Valutazione del rischio, nessun documento per la chiesetta di Santa Chiara dove è morta la piccola Penelope
La bimba è morta schiacciata dall’acquasantiera durante il catechismo: aveva 7 anni. In tribunale una nuova udienza
UDINE. La chiesetta di Santa Chiara – dove il 21 novembre 2019 Penelope Cossaro, 7 anni, ha perso la vita travolta da un’acquasantiera – non era stata inserita nel Documento di valutazione dei rischi (Dvr) e dunque non era soggetta alle prescrizioni previste per gli altri spazi dell’Educandato Uccellis e, in generale, per i luoghi di lavoro.
E proprio il mancato inserimento dell’edificio nel Dvr è una delle contestazioni che ha spinto la pm titolare del fascicolo d’indagine, Lucia Terzariol, a chiedere il rinvio a giudizio per Anna Maria Zilli, dirigente scolastica dell’Uccellis, a processo per la morte della piccina assieme a padre Ioan Marginean Cocis, direttore spirituale dell’Educandato, che quel giorno aveva deciso di svolgere nella chiesa la lezione di catechismo, entrambi accusati di omicidio colposo per la morte della piccola.
A confermare la lacuna è stato davanti al giudice monocratico Daniele Faleschini Barnaba l’allora direttore amministrativo dell’istituto, Gianfranco Tonetti, che rispondendo alle domande del pubblico ministero e dei difensori degli imputati (gli avvocati Giancarlo Mariniello e Stefano Buonocore per Zilli, l’avvocato Carlotta Campeis per padre Marginean), ha spiegato di «aver caldeggiato ai dirigenti che hanno preceduto Zilli l’inserimento della chiesa nel Documento di valutazione dei rischi, se non altro considerando che vi avevano accesso i dipendenti che si occupavano della pulizia dell’edificio religioso». Tonetti ha riferito di aver interpellato sulla questione anche il responsabile del servizio di prevenzione e protezione e quello per la sicurezza.

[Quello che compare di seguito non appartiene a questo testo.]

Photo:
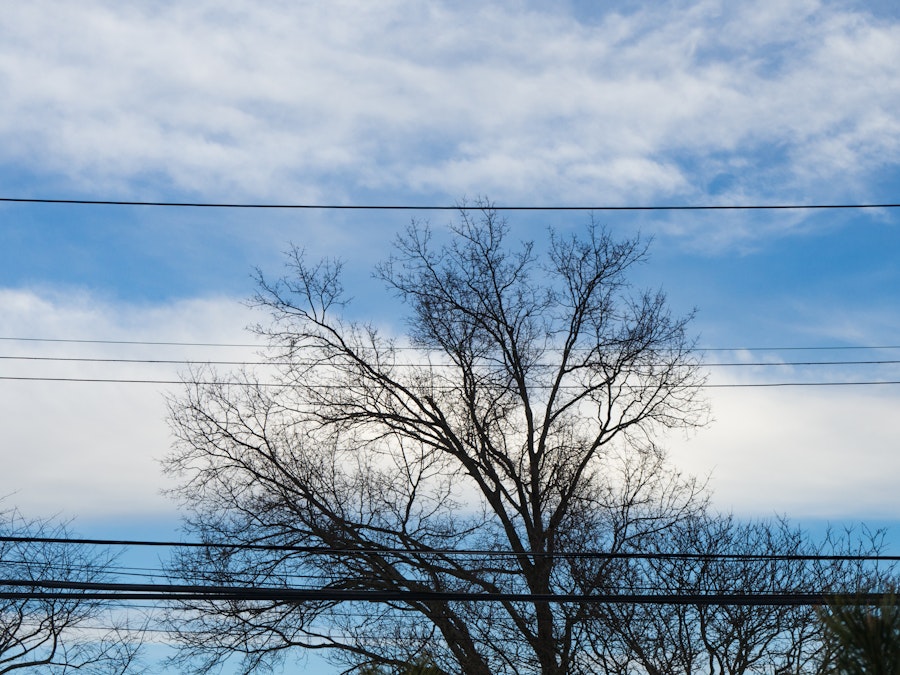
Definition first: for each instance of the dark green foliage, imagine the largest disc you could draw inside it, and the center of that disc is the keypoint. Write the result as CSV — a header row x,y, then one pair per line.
x,y
863,640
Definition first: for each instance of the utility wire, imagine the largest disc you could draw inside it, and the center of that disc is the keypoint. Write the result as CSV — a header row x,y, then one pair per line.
x,y
260,345
325,550
203,362
280,385
455,207
66,590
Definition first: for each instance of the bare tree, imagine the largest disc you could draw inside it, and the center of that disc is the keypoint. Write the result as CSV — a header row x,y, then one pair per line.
x,y
517,422
52,634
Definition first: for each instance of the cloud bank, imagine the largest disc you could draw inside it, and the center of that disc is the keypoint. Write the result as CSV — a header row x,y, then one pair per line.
x,y
681,102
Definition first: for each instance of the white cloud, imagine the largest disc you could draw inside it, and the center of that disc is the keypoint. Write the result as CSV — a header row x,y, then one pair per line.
x,y
804,452
92,449
313,101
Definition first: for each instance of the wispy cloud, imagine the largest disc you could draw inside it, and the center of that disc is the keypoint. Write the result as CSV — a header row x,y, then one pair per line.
x,y
92,449
773,100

L’ex direttore amministrativo ha inoltre riferito di non essere stato a conoscenza, in quel drammatico 21 novembre di cinque anni fa, del cambio di sede per la lezione di catechismo, che si sarebbe dovuta svolgere come sempre nella sede del Mander, in via Deciani, dove era stata appositamente allestita un’aula con dieci postazioni, nella classe prima utilizzata per l’insegnamento del cinese.
Sulla gestione degli accessi alla chiesetta e in particolare sulla prassi di ritiro e consegna delle chiavi dei locali sono stati sentiti gli addetti alla portineria che erano in servizio nei giorni della tragedia. I quattro, tutti testimoni del pubblico ministero, hanno spiegato come il protocollo non scritto volesse che le richieste non ordinarie di utilizzo degli spazi del complesso dell’Uccellis venissero vagliate da dirigente scolastico e dirigente amministrativo: una volta ottenuto il placet, i docenti erano chiamati a firmare una sorta di registro di ritiro e consegna delle chiavi. Cosa che non sarebbe accaduta il giorno dell’incidente.
La prossima udienza è fissata per il 12 marzo, quando saranno sentiti gli ultimi testi citati dall’accusa. In aula erano presenti sia padre Ioan che Zilli, seduta a pochi metri dai familiari di Penelope, che hanno deciso di non costituirsi parte civile nel processo penale.